Huang Ying, Tarkhan Aliasghar
Fred Hutchinson Cancer Research Center, Seattle, WA 98109 USA.
Department of Biostatistics, University of Washington, Seattle, WA 98109 USA.
Stat Biosci. 2020;12(3):353-375. doi: 10.1007/s12561-020-09275-2. Epub 2020 Apr 15.
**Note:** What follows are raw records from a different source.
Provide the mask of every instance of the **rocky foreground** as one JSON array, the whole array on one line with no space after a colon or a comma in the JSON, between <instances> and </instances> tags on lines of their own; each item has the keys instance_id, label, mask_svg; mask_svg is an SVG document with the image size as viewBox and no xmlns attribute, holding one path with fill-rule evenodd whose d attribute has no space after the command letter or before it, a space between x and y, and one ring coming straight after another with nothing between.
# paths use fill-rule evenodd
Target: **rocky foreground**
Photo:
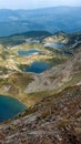
<instances>
[{"instance_id":1,"label":"rocky foreground","mask_svg":"<svg viewBox=\"0 0 81 144\"><path fill-rule=\"evenodd\" d=\"M81 85L50 95L1 124L0 144L81 144Z\"/></svg>"}]
</instances>

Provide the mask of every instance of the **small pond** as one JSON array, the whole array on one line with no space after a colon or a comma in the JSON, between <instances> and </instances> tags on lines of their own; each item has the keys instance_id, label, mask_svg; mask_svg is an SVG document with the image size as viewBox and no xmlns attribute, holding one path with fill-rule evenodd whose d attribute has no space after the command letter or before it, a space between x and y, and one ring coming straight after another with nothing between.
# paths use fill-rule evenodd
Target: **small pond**
<instances>
[{"instance_id":1,"label":"small pond","mask_svg":"<svg viewBox=\"0 0 81 144\"><path fill-rule=\"evenodd\" d=\"M26 72L34 72L34 73L41 73L48 69L51 69L51 65L45 62L33 62L29 68L26 69Z\"/></svg>"},{"instance_id":2,"label":"small pond","mask_svg":"<svg viewBox=\"0 0 81 144\"><path fill-rule=\"evenodd\" d=\"M54 43L54 42L49 42L49 43L45 43L44 47L50 47L50 48L62 48L63 44L62 43Z\"/></svg>"},{"instance_id":3,"label":"small pond","mask_svg":"<svg viewBox=\"0 0 81 144\"><path fill-rule=\"evenodd\" d=\"M37 49L31 49L31 50L28 50L28 51L23 51L23 50L18 51L18 54L22 55L22 56L31 55L31 54L36 54L36 53L42 54L44 52L40 51L40 50L37 50Z\"/></svg>"}]
</instances>

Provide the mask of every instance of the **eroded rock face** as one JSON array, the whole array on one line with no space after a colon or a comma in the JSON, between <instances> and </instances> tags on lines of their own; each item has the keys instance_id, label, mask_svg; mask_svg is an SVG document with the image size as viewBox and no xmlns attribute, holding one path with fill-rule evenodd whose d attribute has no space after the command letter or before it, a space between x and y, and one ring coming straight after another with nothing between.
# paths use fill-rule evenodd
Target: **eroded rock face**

In clinical trials, it is often of interest to compare and order several candidate regimens based on multiple endpoints. For example, in HIV vaccine development, immune response profiles induced by vaccination are key for selecting vaccine regimens to advance to efficacy evaluation. Motivated by the need to rank and choose a few vaccine regimens based on their immunogenicity in phase I trials, Huang et al. (Biostatistics 18(2):230-243, 2017) proposed a ranking/filtering/selection algorithm that down-selects vaccine regimens to satisfy the superiority and non-redundancy criteria, based on multiple immune response endpoints. In practice, many candidate immune response endpoints can be correlated with each other. An important question that remains to be addressed is how to choose a parsimonious set of the available immune response endpoints to effectively compare regimens. In this paper, we propose novel algorithms for selecting immune response endpoints to be used in regimen down-selection, based on importance weights assigned to individual endpoints and their correlation structure. We show through extensive simulation studies that pre-selection of endpoints can substantially improve performance of the subsequent regimen down-selection process. The application of the proposed method is demonstrated using a real example in HIV vaccine research, although the methods are also applicable in general to clinical research for dimension reduction when comparing regimens based on multiple candidate endpoints.
在临床试验中,基于多个终点比较并排序几种候选治疗方案通常很有意义。例如,在HIV疫苗研发中,疫苗接种诱导的免疫反应谱是选择推进到疗效评估阶段的疫苗方案的关键。受在I期试验中根据免疫原性对几种疫苗方案进行排名和选择的需求驱动,Huang等人(《生物统计学》18(2):230 - 243,2017年)提出了一种排名/筛选/选择算法,该算法基于多个免疫反应终点向下选择疫苗方案,以满足优越性和非冗余标准。在实际中,许多候选免疫反应终点可能相互关联。一个有待解决的重要问题是如何选择一组简洁的可用免疫反应终点,以有效地比较治疗方案。在本文中,我们基于赋予各个终点的重要性权重及其相关结构,提出了用于选择在方案向下选择中使用的免疫反应终点的新算法。我们通过广泛的模拟研究表明,终点的预选可以显著提高后续方案向下选择过程的性能。使用HIV疫苗研究中的一个实际例子展示了所提出方法的应用,尽管这些方法一般也适用于基于多个候选终点比较治疗方案时进行降维的临床研究。